We are divided in our opinion of a dessert of pear cannoli, cacao sorbet and white chocolate. I'd have preferred proper dark chocolate to the wimpy cacao, and for the pears to be caramelised, but my guest disagrees. Horses for courses. Cheeses - a mix of French and Irish - are in impeccable condition, good and whiffy.

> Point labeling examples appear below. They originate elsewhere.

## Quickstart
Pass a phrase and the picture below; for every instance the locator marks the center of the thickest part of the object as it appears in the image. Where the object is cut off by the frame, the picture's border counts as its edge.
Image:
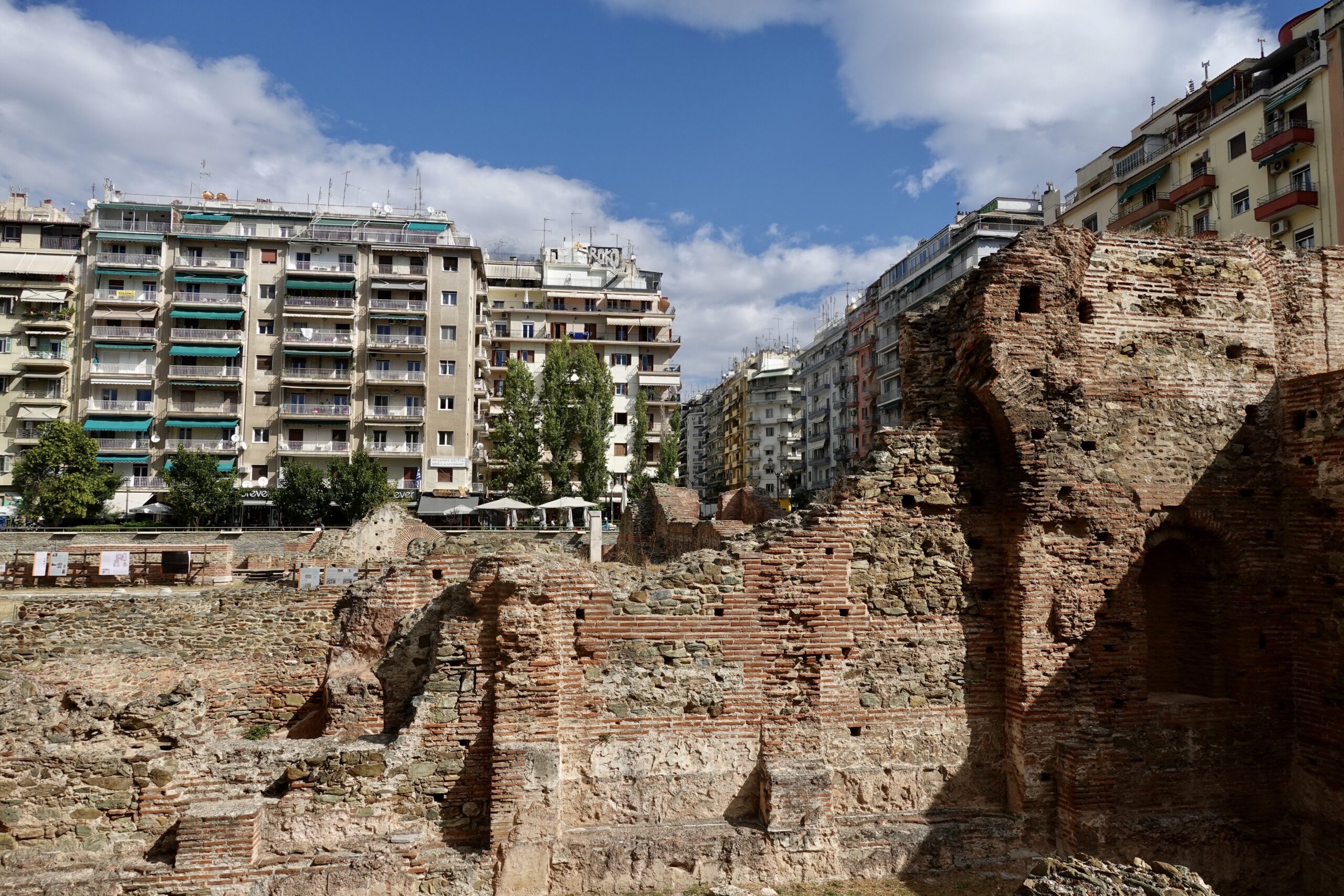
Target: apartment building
(41, 261)
(1249, 151)
(265, 332)
(930, 270)
(592, 294)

With two glasses of Marsanne, a bottle of Spatburgunder (€52) ("a match for any burgundy", says McArdle, and he's right), sparkling water and coffee, our bill comes to €161.20 before service. (We were not charged for the extra starter or for the cheese supplement.) McDonagh has hit his stride at Brioche, no doubt about it.
On a budget
Brioche serves lunch from Thursday to Saturday; one course costs €15.
On a blowout
The seven-course tasting menu with matching wines is €100. For that you'll get a comprehensive run-through of Gavin McDonagh's repertoire of contemporary Irish cooking: quality ingredients plus some cheffy panache.
The high point
Confident food and service, and a great buzz in the room on a Tuesday night.
The low point
The student bedsit art on the walls - a missed opportunity. ("Like something your brother would have bought you in the Dandelion market for Christmas in 1976", says my guest.)
8/10 value for money
Whispers from the gastronomicon
Entries are now open to producers across Ireland for this year's Blas na hÉireann Irish Food Awards, now in their 9th year. Awards take place at the Dingle Food Festival in October and are the largest blind-tasted food awards on the island. Last year's winners include Sharon Greene from the Wild Irish Foragers and Preservers who won Best New Product 2015 for their Honeysuckle Shrub, and Cornude Popcorn was Best Food Start-Up and also won Gold for Pistachio Caramel Popcorn. Early bird entries close on April 30.